I'm trying to solve the following problem:

Calculate the area of a section bounded by a curve $y=x^2+4x+9$ and two tangents in points: $x_1=-3$ and $x_2=0$.

I calculated the equations of the two tangents and I got that $y_1=-2x+0$ and $y_2=4x+9$.

Now I was able to draw the graph. But the question is, how to I calculate the area? I can take the integral

$\int_{-3}^{0} x^2+4x+9$, however, that would be the area of everything under the curve, not just the area of the section bounded by the two tangents.

How do I calculate the area of just the section?

Thanks

Answer 1

Those two tangent lines meet at $\left(-\frac32,3\right)$. So, in order to determine the area bounded by the graph and the two tangent lines. The tangent line corresponding to $x_1$ is $y=-2x$, whereas the tangent line corresponding to $x_2$ is $y=4x+9$.

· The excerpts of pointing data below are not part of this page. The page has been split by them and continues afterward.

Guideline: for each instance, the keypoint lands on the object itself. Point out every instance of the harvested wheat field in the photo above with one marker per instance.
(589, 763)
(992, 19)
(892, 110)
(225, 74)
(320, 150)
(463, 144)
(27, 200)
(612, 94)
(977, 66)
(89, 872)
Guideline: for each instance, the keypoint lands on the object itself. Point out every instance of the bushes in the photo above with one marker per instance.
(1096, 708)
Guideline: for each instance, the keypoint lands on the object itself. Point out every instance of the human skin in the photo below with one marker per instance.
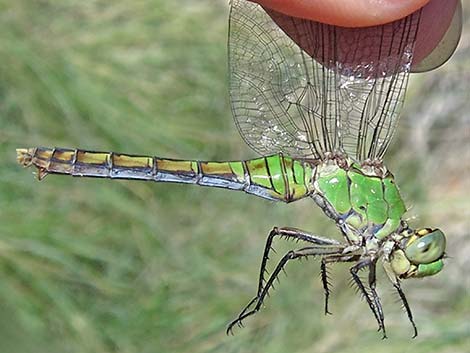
(435, 19)
(346, 13)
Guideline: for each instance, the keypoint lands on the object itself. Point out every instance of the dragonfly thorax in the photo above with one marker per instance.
(364, 200)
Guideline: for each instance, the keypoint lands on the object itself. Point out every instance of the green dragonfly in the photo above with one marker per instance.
(320, 104)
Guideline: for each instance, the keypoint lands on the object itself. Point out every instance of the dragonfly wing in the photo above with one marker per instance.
(304, 88)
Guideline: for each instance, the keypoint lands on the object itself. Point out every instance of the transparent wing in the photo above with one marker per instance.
(304, 88)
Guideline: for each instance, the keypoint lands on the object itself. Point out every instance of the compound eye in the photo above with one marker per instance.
(426, 247)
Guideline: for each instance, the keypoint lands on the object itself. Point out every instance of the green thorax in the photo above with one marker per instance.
(364, 196)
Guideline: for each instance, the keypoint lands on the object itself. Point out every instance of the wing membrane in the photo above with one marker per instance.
(305, 88)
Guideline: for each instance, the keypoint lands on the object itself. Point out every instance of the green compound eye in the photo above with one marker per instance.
(426, 246)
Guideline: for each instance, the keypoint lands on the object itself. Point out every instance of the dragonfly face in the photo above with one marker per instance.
(309, 97)
(421, 255)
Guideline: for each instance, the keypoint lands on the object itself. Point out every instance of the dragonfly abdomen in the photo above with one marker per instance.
(275, 177)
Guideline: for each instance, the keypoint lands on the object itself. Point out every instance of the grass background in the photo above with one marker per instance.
(99, 266)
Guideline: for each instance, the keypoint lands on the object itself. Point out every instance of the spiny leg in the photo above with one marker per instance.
(324, 273)
(375, 296)
(324, 279)
(406, 306)
(288, 233)
(354, 270)
(291, 255)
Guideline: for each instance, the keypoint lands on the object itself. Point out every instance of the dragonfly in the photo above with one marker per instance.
(320, 104)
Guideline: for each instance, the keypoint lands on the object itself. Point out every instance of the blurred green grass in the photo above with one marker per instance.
(99, 266)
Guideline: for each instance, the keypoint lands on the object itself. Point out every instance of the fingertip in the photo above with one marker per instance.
(346, 13)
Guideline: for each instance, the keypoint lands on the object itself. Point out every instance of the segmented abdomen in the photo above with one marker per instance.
(275, 177)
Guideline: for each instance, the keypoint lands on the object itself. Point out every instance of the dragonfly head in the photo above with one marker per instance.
(420, 254)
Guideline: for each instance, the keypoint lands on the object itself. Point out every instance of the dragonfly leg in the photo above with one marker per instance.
(324, 273)
(324, 279)
(375, 296)
(357, 280)
(406, 306)
(288, 233)
(291, 255)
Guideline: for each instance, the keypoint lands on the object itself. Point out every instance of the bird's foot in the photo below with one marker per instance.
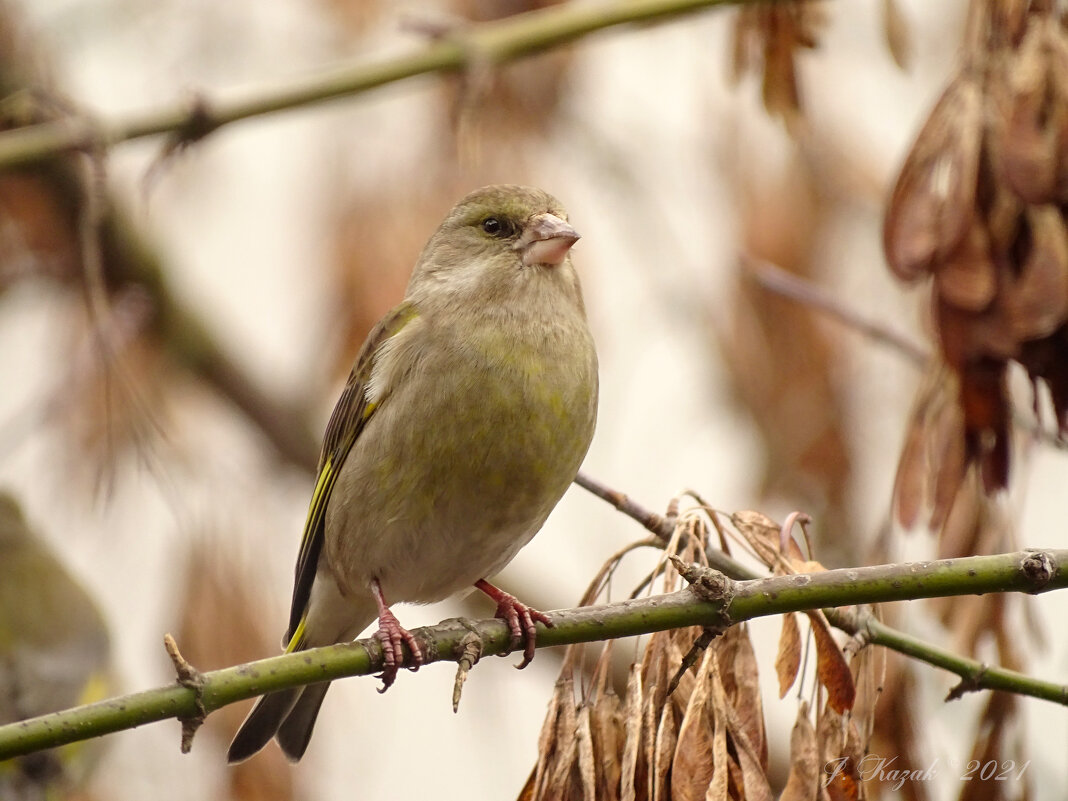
(519, 616)
(393, 637)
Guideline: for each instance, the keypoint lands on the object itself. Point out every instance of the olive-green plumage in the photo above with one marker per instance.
(55, 654)
(465, 419)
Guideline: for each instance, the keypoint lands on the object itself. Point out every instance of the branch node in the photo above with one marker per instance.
(1038, 568)
(192, 679)
(969, 684)
(707, 583)
(470, 647)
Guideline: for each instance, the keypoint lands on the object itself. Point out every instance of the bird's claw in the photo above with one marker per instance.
(393, 637)
(521, 619)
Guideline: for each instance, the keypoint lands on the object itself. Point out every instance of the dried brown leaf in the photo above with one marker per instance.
(693, 765)
(1033, 144)
(751, 773)
(802, 784)
(1036, 302)
(608, 740)
(896, 32)
(967, 278)
(740, 676)
(831, 666)
(587, 770)
(932, 203)
(760, 532)
(788, 657)
(666, 736)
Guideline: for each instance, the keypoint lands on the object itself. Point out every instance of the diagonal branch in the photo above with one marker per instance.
(729, 602)
(474, 45)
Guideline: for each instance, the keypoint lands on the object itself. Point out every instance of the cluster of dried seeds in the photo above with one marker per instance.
(699, 733)
(982, 206)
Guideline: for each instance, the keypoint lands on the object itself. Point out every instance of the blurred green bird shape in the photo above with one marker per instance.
(55, 654)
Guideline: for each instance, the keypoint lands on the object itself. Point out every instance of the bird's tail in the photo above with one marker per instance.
(287, 715)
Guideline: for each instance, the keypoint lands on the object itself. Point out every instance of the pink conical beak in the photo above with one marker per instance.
(546, 239)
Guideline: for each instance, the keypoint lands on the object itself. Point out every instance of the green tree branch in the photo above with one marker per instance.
(713, 599)
(473, 46)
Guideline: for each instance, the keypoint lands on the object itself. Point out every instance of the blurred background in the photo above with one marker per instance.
(163, 391)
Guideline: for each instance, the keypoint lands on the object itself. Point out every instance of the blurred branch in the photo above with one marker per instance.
(474, 46)
(782, 282)
(774, 279)
(712, 600)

So, all you have to do is to compute$$\int_{-3}^{-3/2}\overbrace{x^2+4x+9-(-2x)}^{\phantom{(x+3)^2}=(x+3)^2}\,\mathrm dx+\int_{-3/2}^0\overbrace{x^2+4x+9-(4x+9)}^{\phantom{x^2}=x^2}\,\mathrm dx.$$Each integral is equal to $\frac98$, and therefore your area is equal to $\frac94$.

Answer 2

Now, calculate $$2\int\limits_{-\frac{3}{2}}^{0}(x^2+4x+9-(4x+9))dx.$$

Answer 3

For calculation of area shift your x axis at y=3 Hence area will be area enclosed between parabola and , x=-3,x=0 and y=3 . From this substract area between tangents and y=3. Hence Required area is $$\int_{-3}^{0} (x^2+4x+6)dx -\frac{27}{4}$$ $$=33-\frac{27}{4}=\frac{105}{4}$$

Answer 4

There are many ways to find the area $[AED]$ in question, for example, we can use a bit of geometry:

\begin{align} [AED]&=[ABCD]-[ABC]-[DEC] . \end{align}

The equations of the tangent lines are \begin{align} f_1(x)&=f'(x_1)(x-x_1)+f(x_1) ,\\ f_2(x)&=f'(x_2)(x-x_2)+f(x_2) . \end{align}

So, given that

\begin{align} f'(x)&=2\,x+4 , \end{align}

we have

\begin{align} f_1(x)&=-2 x ,\\ f_2(x)&=4\,x + 9 , \end{align}

and we can find the coordinates of the corresponding points \begin{align} A&=(-3,6) ,\quad B=(-3,0) ,\quad C=(0,0) ,\quad D=(0,9) ,\quad E=(-\tfrac32,3) . \end{align}

Then corresponding areas are

\begin{align} [AED]&= \int_{x_1}^{x2} f(x)\,dx = \int_{-3}^{0} x^2+4\,x+9 \,dx =\left. \tfrac13\,x^3+2\,x^2+9\,x\right|_{x=-3}^{x=0} =18 ,\\ [ABC]&=\tfrac12\,|BC|\cdot|AC| =\tfrac12\cdot 3\cdot 6 =9 ,\\ [DEC]&= \tfrac12\,|CD|\cdot|E_x|= \tfrac12\,9\cdot\tfrac32= \tfrac{27}4 ,\\ [AED]&=18-9-\tfrac{27}4 =\tfrac94 . \end{align}